Wherever the existing building obstructed us, we decimated and transformed it. We demolished fragments of it in order to create new gardens, we demolished pillars in order to enlarge the space, we ripped out its innards to give ourselves the freedom to create something new. Wherever it was in accordance with our visions, we incorporated it into the project. We merely renovated the old skylights, carefully cleaned the construction beams and timbering, but left all the traces of wear and tear. Some of the plasters in the interior were only partially cleaned, and still, show signs of the original damage. The process was an open dialogue in which the new dares to be new, while the old dares to be old.
Our aim was to create an expansive space full of light, and simultaneously full of subtle connections between the individual fragments of the interior. The entrance area can be seen from the gallery, followed by the greenery of the garden, and in the next plan, people practising yoga. In a similar manner, we have attempted to interconnect the interior with the world around it. To feel the city of which we are apart. We see fragments of buildings, trees, the sky, while the space at the same time provides us with the option of easily forgetting them and concentrating on ourselves.
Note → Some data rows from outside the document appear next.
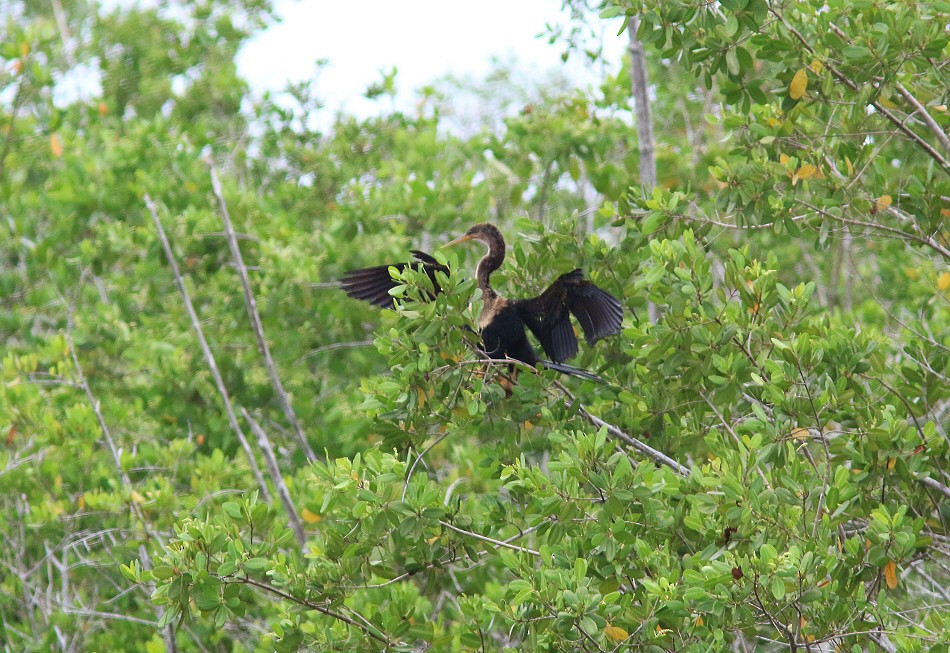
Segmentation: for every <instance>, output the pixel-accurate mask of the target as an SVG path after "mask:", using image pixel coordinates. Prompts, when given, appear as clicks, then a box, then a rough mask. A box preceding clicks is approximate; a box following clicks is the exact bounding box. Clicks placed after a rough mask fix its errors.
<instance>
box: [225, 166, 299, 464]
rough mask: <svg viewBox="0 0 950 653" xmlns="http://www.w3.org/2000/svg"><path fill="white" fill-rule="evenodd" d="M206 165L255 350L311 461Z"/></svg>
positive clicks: (294, 428)
mask: <svg viewBox="0 0 950 653" xmlns="http://www.w3.org/2000/svg"><path fill="white" fill-rule="evenodd" d="M209 168H210V170H211V188H212V190H213V191H214V195H215V197H217V198H218V208H219V209H220V212H221V221H222V222H223V223H224V235H225V239H226V240H227V241H228V247H230V249H231V257H232V258H233V259H234V265H235V267H236V268H237V271H238V277H239V278H240V279H241V289H242V290H243V291H244V305H245V306H246V307H247V316H248V318H249V319H250V321H251V329H252V330H253V331H254V339H255V340H256V341H257V351H258V352H260V354H261V356H262V357H263V358H264V366H265V367H266V368H267V375H268V377H270V382H271V386H272V387H273V388H274V392H275V393H276V394H277V400H278V401H279V402H280V407H281V409H282V410H283V411H284V417H286V418H287V421H288V422H290V425H291V426H292V427H293V429H294V432H295V433H296V434H297V439H298V440H299V441H300V446H301V447H302V448H303V450H304V453H305V454H306V455H307V460H309V461H310V462H313V461H315V460H316V459H317V456H316V454H314V452H313V449H312V448H311V447H310V443H309V442H308V441H307V436H306V434H305V433H304V432H303V427H301V426H300V421H299V420H298V419H297V414H296V413H295V412H294V407H293V405H292V404H291V402H290V397H289V396H288V395H287V391H286V390H284V384H283V383H282V382H281V380H280V376H279V375H278V374H277V366H276V365H274V359H273V358H272V357H271V355H270V347H269V346H268V345H267V338H266V337H265V336H264V325H263V324H262V323H261V316H260V314H259V313H258V312H257V300H255V299H254V292H253V290H252V289H251V280H250V279H249V278H248V276H247V267H246V266H245V265H244V258H243V257H242V256H241V248H240V247H239V246H238V243H237V236H236V234H235V233H234V225H233V224H232V223H231V215H230V214H229V213H228V206H227V204H226V203H225V201H224V192H223V190H222V189H221V181H220V180H219V179H218V172H217V170H216V169H215V167H214V163H212V162H210V161H209Z"/></svg>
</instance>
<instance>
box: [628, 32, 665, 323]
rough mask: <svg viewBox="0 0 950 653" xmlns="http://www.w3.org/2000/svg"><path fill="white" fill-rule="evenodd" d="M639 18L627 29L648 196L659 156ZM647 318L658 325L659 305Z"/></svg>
mask: <svg viewBox="0 0 950 653" xmlns="http://www.w3.org/2000/svg"><path fill="white" fill-rule="evenodd" d="M638 31H640V17H639V16H631V17H630V23H629V24H628V25H627V35H628V36H629V38H630V45H629V50H630V82H631V84H632V86H633V112H634V115H635V116H636V118H637V148H638V150H639V152H640V188H642V189H643V192H644V194H649V193H650V192H652V191H653V187H654V186H656V154H655V148H654V146H653V116H652V114H651V112H650V78H649V75H648V74H647V61H646V57H645V56H644V54H643V44H642V43H640V39H638V38H637V32H638ZM647 317H648V319H649V320H650V322H652V323H654V324H655V323H656V321H657V320H658V319H659V314H658V312H657V310H656V304H654V303H653V302H652V301H647Z"/></svg>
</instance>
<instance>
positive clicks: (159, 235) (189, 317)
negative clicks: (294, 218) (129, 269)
mask: <svg viewBox="0 0 950 653" xmlns="http://www.w3.org/2000/svg"><path fill="white" fill-rule="evenodd" d="M145 205H146V206H147V207H148V210H149V212H150V213H151V214H152V222H154V223H155V229H156V231H157V232H158V238H159V240H161V241H162V247H163V248H164V250H165V257H166V258H167V259H168V264H169V266H170V267H171V269H172V274H174V276H175V285H176V286H178V291H179V292H180V293H181V296H182V299H183V300H184V302H185V310H186V311H187V312H188V317H189V318H190V319H191V326H192V328H193V329H194V330H195V335H196V336H197V338H198V344H199V345H201V351H202V352H203V353H204V356H205V361H206V362H207V363H208V368H209V369H210V370H211V376H212V377H214V383H215V385H216V386H217V388H218V394H220V395H221V402H222V403H223V404H224V412H225V414H226V415H227V417H228V424H230V425H231V430H232V431H234V433H235V435H237V438H238V442H240V443H241V448H242V449H244V454H245V455H246V456H247V462H248V465H250V467H251V473H252V474H254V478H255V480H257V486H258V487H259V488H260V490H261V496H262V497H264V500H265V501H266V502H267V503H270V502H271V497H270V492H269V491H268V490H267V483H265V482H264V477H263V475H262V474H261V470H260V468H259V467H258V466H257V460H255V459H254V452H253V451H252V450H251V444H250V443H249V442H248V441H247V438H246V437H245V436H244V431H243V430H241V425H240V424H239V423H238V421H237V416H235V414H234V408H233V407H232V405H231V396H230V395H229V394H228V389H227V387H225V385H224V379H222V378H221V372H220V371H218V364H217V363H216V362H215V360H214V354H212V353H211V347H209V346H208V341H207V340H206V339H205V335H204V331H203V330H202V329H201V321H200V320H199V319H198V314H197V313H196V312H195V307H194V306H193V305H192V303H191V296H190V295H189V294H188V289H187V288H186V287H185V280H184V279H182V276H181V272H180V271H179V269H178V263H177V261H175V254H174V252H173V251H172V246H171V243H169V242H168V237H167V236H166V235H165V229H164V228H162V223H161V221H160V220H159V219H158V210H157V209H156V208H155V202H153V201H152V198H151V197H149V195H148V194H147V193H146V195H145Z"/></svg>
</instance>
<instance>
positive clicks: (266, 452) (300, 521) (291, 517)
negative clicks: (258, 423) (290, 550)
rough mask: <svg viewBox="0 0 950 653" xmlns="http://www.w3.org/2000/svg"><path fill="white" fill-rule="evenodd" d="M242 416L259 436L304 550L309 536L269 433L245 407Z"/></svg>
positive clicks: (253, 431)
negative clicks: (291, 492)
mask: <svg viewBox="0 0 950 653" xmlns="http://www.w3.org/2000/svg"><path fill="white" fill-rule="evenodd" d="M241 414H242V415H243V416H244V419H245V420H247V423H248V424H250V425H251V431H252V432H253V433H254V435H255V436H257V445H258V446H259V447H260V448H261V453H263V454H264V462H265V463H266V465H267V471H268V473H269V474H270V477H271V481H273V483H274V487H275V488H277V496H278V497H280V502H281V503H282V504H284V510H286V511H287V519H288V521H289V522H290V528H291V529H292V530H293V531H294V535H295V536H296V537H297V543H298V544H300V548H303V546H304V544H306V542H307V534H306V533H305V532H304V530H303V522H302V521H300V515H298V514H297V508H296V507H294V502H293V499H291V498H290V492H289V491H288V490H287V484H286V483H284V478H283V476H281V474H280V467H278V466H277V458H275V457H274V448H273V447H272V446H271V444H270V438H268V437H267V433H266V432H265V431H264V429H263V428H261V425H260V424H258V423H257V421H256V420H255V419H254V418H253V417H251V414H250V413H248V412H247V410H246V409H245V408H244V407H243V406H242V407H241Z"/></svg>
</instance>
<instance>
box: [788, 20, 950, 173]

In a number of places, the original brick constructions of the pillars and walls, the wooden beams, and frames have been strengthened with new reinforced concrete and steel constructions, bringing a contemporary aesthetic to the building and also infusing the resulting space with an almost abstract lightness. Two new atria have been incorporated into the design of the building, with greenery designed by the garden architect Mirka Svorová. The first atrium surprises visitors with its contrast between the confined, articulated space of the entrance corridor and the open gardens full of light. The rear atrium is an autonomous microcosm. It becomes a background, scenography for the main hall - an image that changes according to the season of the year.
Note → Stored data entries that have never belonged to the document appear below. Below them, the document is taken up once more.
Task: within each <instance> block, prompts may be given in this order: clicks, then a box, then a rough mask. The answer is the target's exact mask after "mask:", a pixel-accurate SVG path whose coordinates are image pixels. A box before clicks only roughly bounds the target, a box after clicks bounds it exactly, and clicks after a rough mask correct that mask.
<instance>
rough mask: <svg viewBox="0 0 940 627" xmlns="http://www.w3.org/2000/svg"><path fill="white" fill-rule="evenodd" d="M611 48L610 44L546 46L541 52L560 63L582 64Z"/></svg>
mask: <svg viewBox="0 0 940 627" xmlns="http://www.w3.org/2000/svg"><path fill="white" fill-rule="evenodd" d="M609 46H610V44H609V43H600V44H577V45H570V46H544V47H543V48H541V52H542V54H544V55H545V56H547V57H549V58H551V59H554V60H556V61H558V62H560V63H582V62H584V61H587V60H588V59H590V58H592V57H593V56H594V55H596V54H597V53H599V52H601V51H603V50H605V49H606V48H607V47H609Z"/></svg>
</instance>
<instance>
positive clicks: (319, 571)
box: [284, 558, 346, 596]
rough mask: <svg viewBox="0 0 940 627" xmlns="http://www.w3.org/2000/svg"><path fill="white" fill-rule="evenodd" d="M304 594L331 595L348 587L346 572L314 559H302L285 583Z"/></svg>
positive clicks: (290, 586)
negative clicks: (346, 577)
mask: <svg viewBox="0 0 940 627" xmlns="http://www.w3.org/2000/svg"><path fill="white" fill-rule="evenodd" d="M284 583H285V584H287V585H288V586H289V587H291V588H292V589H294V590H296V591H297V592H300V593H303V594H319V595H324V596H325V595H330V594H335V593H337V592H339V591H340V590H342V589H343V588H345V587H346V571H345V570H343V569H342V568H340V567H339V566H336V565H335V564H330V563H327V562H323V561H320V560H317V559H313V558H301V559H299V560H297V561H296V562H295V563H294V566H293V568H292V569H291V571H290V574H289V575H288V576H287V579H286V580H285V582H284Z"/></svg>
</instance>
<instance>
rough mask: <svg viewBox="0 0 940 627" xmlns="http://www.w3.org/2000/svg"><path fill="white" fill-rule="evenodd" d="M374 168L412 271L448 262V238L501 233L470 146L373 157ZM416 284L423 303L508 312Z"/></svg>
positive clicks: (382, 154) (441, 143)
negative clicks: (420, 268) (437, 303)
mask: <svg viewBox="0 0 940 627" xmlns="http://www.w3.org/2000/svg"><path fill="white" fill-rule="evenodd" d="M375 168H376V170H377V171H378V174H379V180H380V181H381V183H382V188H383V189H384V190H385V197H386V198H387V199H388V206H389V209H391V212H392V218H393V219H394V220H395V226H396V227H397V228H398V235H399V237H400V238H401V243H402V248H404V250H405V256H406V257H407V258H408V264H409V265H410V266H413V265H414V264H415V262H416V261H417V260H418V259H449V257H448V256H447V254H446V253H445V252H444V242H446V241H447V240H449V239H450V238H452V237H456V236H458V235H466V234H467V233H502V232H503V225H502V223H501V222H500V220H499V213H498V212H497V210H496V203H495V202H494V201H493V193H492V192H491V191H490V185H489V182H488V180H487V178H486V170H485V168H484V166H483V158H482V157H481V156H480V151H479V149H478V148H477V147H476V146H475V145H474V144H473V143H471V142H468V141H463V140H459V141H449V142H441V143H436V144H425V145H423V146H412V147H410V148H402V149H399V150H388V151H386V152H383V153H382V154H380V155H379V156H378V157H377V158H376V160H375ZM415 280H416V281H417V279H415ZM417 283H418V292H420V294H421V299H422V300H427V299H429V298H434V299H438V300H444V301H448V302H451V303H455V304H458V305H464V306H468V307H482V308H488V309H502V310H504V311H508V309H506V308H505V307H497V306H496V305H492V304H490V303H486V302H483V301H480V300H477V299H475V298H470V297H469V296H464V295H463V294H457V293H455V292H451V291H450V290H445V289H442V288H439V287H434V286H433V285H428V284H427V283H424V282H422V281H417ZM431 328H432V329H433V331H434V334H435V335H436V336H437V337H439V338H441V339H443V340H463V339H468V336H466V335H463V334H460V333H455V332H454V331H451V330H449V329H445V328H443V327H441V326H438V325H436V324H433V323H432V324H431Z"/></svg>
One of the fundamental values of the Yoga Garden is: “sustainable growth and minimising the impacts of our society on the environment.” We have attempted to apply the investor’s approach here within the project. The gardens hold rainwater, and thanks to their low-tech design they do not require watering – the accumulation layer retains water, which is sufficient for sustaining the vegetation. As architects, we have to face the challenges of today, both climatic and cultural-sociological. We are convinced that architecture functions most strongly on a subconscious level.
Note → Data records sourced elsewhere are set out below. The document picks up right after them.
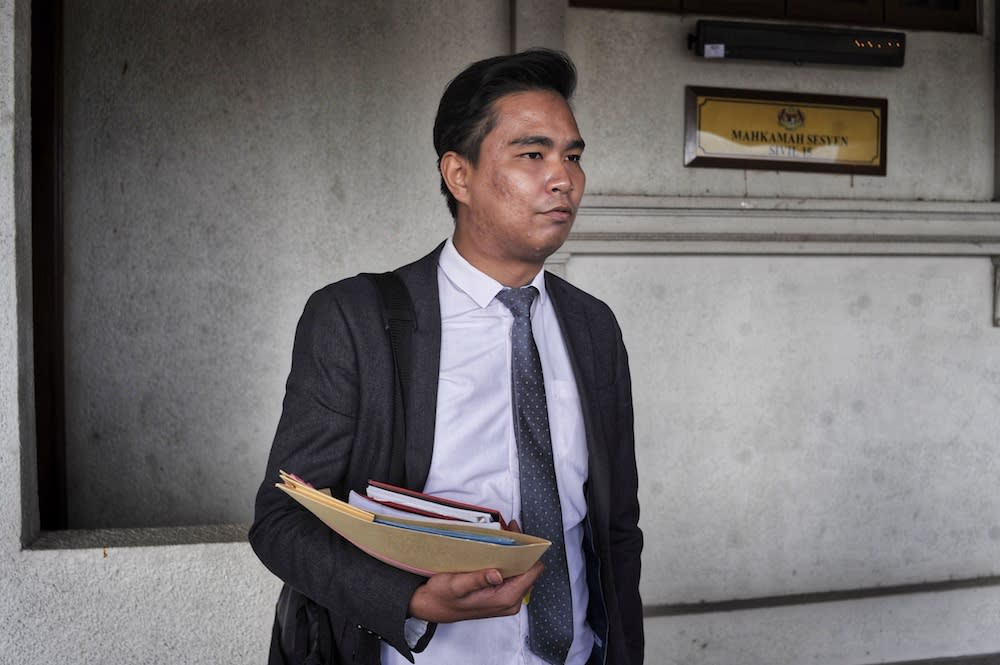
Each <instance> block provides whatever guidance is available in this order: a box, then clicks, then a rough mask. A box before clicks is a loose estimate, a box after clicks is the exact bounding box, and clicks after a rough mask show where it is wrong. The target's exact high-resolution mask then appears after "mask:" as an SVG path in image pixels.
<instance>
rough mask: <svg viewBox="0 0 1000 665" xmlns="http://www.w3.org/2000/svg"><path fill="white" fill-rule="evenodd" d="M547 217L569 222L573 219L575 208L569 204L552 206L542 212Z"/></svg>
mask: <svg viewBox="0 0 1000 665" xmlns="http://www.w3.org/2000/svg"><path fill="white" fill-rule="evenodd" d="M542 214H543V215H545V216H546V217H550V218H551V219H555V220H558V221H563V222H568V221H569V220H571V219H573V209H572V208H570V207H569V206H556V207H555V208H550V209H549V210H546V211H545V212H544V213H542Z"/></svg>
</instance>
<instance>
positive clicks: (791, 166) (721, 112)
mask: <svg viewBox="0 0 1000 665" xmlns="http://www.w3.org/2000/svg"><path fill="white" fill-rule="evenodd" d="M685 106H686V109H685V111H686V118H685V142H684V165H685V166H710V167H722V168H737V169H765V170H770V171H824V172H828V173H857V174H865V175H885V166H886V159H885V150H886V111H887V106H888V105H887V102H886V100H885V99H874V98H867V97H838V96H833V95H803V94H794V93H776V92H763V91H759V90H734V89H730V88H700V87H690V86H689V87H688V88H687V95H686V103H685Z"/></svg>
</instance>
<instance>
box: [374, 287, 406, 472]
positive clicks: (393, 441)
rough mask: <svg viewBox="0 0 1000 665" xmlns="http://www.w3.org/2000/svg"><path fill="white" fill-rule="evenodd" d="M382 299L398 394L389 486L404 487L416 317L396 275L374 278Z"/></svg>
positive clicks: (392, 443)
mask: <svg viewBox="0 0 1000 665" xmlns="http://www.w3.org/2000/svg"><path fill="white" fill-rule="evenodd" d="M370 277H371V278H372V280H373V281H374V282H375V287H376V288H377V289H378V292H379V295H380V296H381V298H382V320H383V322H384V323H385V329H386V330H387V331H388V333H389V343H390V345H391V346H392V358H393V361H394V362H395V365H396V372H395V374H396V390H395V393H396V394H395V400H394V402H395V405H394V412H393V419H392V421H393V430H392V456H391V458H390V460H389V479H388V480H389V482H390V483H393V484H397V485H402V484H405V476H406V466H405V462H406V391H407V389H408V387H409V386H410V369H411V367H412V366H413V361H412V357H413V331H414V329H416V327H417V317H416V314H415V313H414V311H413V301H412V300H411V299H410V293H409V291H407V290H406V285H405V284H403V280H402V279H400V277H399V275H397V274H396V273H395V272H384V273H379V274H371V275H370Z"/></svg>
The subtle, almost abstract undermining of the given is our way of learning to live in a state of subconscious uncertainty – an essential skill for embracing the contemporary “liquid” world. The architectural example of an attempt to introduce such a delicate uncertainty can be found in the main hall, where following the demolition of the concrete pillar a wooden binding beam “levitates” in its incredible length as to if it wished to defy gravity, which is further accentuated by its crossing with the strip of the LED light. An abstract space with subtle elements of uncertainty.